France.- 5e République (1959-....)Union Européenne

Il est pour le moment encore un peu tôt pour analyser les conséquences du vote des Français sur le fonctionnement de l’Union européenne, mais je pense qu’on peut déjà tirer quelques enseignements en ce qui concerne la politique intérieure.
Henri Emmanuelli et Nicolas Sarkozy font la même analyse des résultats de ce vote : l’un appelle la gauche à être plus à gauche, l’autre la droite à être plus à droite. Ils remettent tous les deux en cause ce que j’appelle le "grand centre" (d’autres stigmatisaient il y a quelques années la "pensée unique") qui dominait la vie politique française depuis au moins 1983 et la conversion des socialistes au libéralisme économique.

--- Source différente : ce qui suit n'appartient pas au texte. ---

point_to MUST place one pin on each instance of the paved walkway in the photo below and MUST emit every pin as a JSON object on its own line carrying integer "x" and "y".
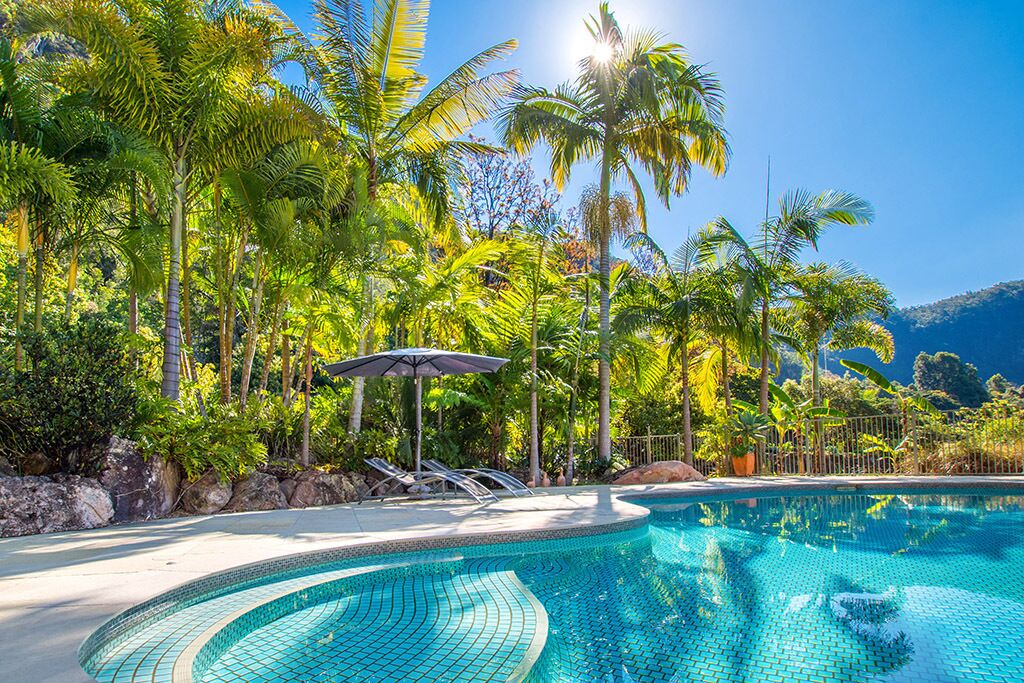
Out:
{"x": 56, "y": 589}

Il y a quelques jours Alexandre Adler, dans Le Figaro, parlait de la fin de l’époque Delors. Une fois n’est pas coutûme, je pense que son analyse était assez juste. Selon lui, Jacques Delors a été la figure politique française la plus déterminante de ces trente-cinq dernières années. Depuis la Nouvelle Société de Chaban, dont il était un des conseillers, jusqu’à l’élaboration de cette constitution européenne, en passant par les Assises du socialisme de 1974 qui ont vu la deuxième gauche rejoindre le PS mitterrandien, le tournant de 1983 évoqué plus haut, et bien sûr ses dix ans passés à la tête de la Commission européenne, les positions très centristes (à mi-chemin de la social-démocratie et de la démocratie chrétienne) de Jacques Delors ont imprimé leurs marques à la politique française aussi bien à gauche qu’à droite. Les grandes orientations de politique économique et l’engagement européen de la France n’ont jamais été contestées (si ce n’est à la marge) par les partis de gouvernement, quelque soit la majorité au pouvoir. Cela ne signifie pas que la droite et la gauche aient mené la même politique, loin de là, mais il y avait une sorte de consensus d’une bonne partie de la population sur la justesse de la voie choisie, assez médiane politiquement, de plus en plus éloignée des grandes idéologies. C’est ce consensus qui vole aujourd’hui en éclat.